Résumé : L'attaque Simusiga a eu lieu après un mois au cours duquel les Tutsi ont passé les jours les plus longs de leur vie. Avant cette attaque, les Tutsi connaissent un moment de répit, de telle sorte qu'ils commencent à croire que la guerre a cessé, qu’il s’agit peut-être là d’un cessez-le-feu. Aussi se mettent-ils à sortir de leurs cachettes. Ils ne savent alors pas ce qui les attend. Amon ne se joint alors pas à ceux qui se regroupent pendant la journée afin de savoir comment s'organiser pour essayer de se défendre. Puisqu’il leur est laissé du répit, certains Tutsi comme Amon commencent à négliger un peu ces directives, ces conseils. Certains partent, d'autres essaient de se cacher mais aussi de faire certaines activités. Le 13 mai 1994, Amon entend des tirs. Il voit les montagnes se déchirer. Il constate que même les gens qui sont alors dans les rivières ou qui se cachent derrière les montagnes, peuvent mourir en étant atteint par des balles. Quand Amon tente de courir, il voit que sur chaque montagne, sur chaque colline, on ne voit plus ni arbre, ni herbe, mais seulement des gens. Les Tutsi qui sont tout près des assaillants voient des Blancs. Quant à Amon, il ne voit pas de Blanc ni même de militaire. Tout ce qu’il est en mesure de voir, ce sont des voitures, beaucoup de gens en train de tirer, des gros fusils qui tirent sur eux, sans savoir si ces gens qui tirent sur eux sont des militaires ou des civils, ni enfin si ce sont des Blancs. Hormis ces deux semaines - ou cette semaine et demie - au cours desquelles les Tutsi ont connu un répit, ces derniers ont pris l’habitude de se rassembler le soir venu. C'est ainsi qu’ils se comptent et déterminent ceux qui sont morts, ce qu’ils sont en mesure de faire quand ils ne les voient plus, et c'est ainsi qu'ils savent qui est blessé. Ce jour-là, comme ils ont vraiment subi quelque chose de terrible, une fois les assaillants partis tard dans la nuit, ils se regroupent une nouvelle fois pour déterminer ceux qui sont morts, tout le monde étant d’ailleurs ce jour presque mort. C'est alors qu’Amon apprend que l'attaque du jour a inclus des Blancs ainsi que des militaires parmi les assaillants. Autrement dit, ce ne fut pas une attaque comme les autres et ce qui vient de se passer est dès lors compréhensible. Parmi les personnes qui évoquent la présence de Blancs au cours de l’attaque, certaines sont mortes aujourd’hui, d'autres sont en vie, deux étant voisins d’Amon.
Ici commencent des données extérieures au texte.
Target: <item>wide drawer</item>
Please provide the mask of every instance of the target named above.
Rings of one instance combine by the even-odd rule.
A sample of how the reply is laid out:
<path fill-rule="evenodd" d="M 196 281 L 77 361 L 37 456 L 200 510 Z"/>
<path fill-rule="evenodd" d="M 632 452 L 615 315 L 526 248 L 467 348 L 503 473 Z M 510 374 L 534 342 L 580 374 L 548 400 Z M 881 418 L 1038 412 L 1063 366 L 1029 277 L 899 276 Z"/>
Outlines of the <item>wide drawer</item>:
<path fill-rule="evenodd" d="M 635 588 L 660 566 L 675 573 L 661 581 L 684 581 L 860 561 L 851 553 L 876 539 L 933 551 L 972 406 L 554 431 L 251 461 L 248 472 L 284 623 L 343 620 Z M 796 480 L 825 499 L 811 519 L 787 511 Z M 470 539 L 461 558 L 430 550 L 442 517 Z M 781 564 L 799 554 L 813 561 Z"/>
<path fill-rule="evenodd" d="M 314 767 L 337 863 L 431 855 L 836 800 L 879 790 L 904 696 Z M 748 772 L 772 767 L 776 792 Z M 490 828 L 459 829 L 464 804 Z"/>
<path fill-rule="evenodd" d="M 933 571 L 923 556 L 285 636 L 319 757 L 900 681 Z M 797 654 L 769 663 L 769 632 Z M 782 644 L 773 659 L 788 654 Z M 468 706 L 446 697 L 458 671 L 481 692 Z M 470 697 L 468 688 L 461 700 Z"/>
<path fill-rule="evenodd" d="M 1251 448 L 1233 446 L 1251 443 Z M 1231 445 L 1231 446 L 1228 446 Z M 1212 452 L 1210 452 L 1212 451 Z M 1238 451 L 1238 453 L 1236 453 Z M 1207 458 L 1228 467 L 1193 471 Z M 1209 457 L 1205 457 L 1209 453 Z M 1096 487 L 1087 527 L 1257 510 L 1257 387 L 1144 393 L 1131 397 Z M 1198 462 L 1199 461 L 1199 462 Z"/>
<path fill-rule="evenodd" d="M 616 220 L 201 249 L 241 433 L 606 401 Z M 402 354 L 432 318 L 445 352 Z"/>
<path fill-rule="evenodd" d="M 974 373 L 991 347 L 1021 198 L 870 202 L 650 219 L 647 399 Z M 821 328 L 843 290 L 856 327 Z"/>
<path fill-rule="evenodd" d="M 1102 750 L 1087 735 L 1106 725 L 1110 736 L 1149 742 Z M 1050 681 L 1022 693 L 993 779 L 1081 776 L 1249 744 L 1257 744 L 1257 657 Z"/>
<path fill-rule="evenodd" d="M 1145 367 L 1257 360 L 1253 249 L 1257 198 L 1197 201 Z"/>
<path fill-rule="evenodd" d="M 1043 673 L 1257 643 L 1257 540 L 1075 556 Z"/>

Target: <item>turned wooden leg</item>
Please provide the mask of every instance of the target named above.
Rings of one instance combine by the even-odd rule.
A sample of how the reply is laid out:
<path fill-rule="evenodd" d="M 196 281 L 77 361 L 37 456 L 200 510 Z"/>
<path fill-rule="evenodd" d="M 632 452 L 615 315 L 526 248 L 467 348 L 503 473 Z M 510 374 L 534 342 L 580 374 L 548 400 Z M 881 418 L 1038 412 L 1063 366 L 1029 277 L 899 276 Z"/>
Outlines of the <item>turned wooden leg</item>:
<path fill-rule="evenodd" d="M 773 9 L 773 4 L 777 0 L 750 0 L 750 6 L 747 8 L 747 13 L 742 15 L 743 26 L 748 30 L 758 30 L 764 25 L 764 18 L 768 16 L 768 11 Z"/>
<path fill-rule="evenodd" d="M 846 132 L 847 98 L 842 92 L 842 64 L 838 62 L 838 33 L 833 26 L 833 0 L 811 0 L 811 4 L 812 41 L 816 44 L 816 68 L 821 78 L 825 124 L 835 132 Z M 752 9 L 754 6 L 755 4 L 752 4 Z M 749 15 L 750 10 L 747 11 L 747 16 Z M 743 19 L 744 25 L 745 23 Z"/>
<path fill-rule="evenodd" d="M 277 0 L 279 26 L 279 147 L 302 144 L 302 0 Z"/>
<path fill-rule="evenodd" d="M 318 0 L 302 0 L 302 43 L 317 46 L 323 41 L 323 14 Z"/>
- ENTRETIEN INDIVIDUEL AVEC PASCAL NGOGA (RESCAPÉ) :
Témoignage de Pascal Ngoga recueilli par Bruno Boudiguet le 17 avril 2013 au Home Saint-Jean de Kibuye.
Pascal Ngoga détaille comment des soldats blancs ont participé au grand massacre génocidaire visant les Tutsi de Bisesero le 13 mai 1994, information qu'il n'avait pas indiqué à Serge Farnel en 2009. Ce dernier ne s'était alors pas intéressé de savoir s'il était témoin de cette présence de Blancs le 13 mai car aucun témoin ne l'avait alors encore mis sur cette piste d'enquête.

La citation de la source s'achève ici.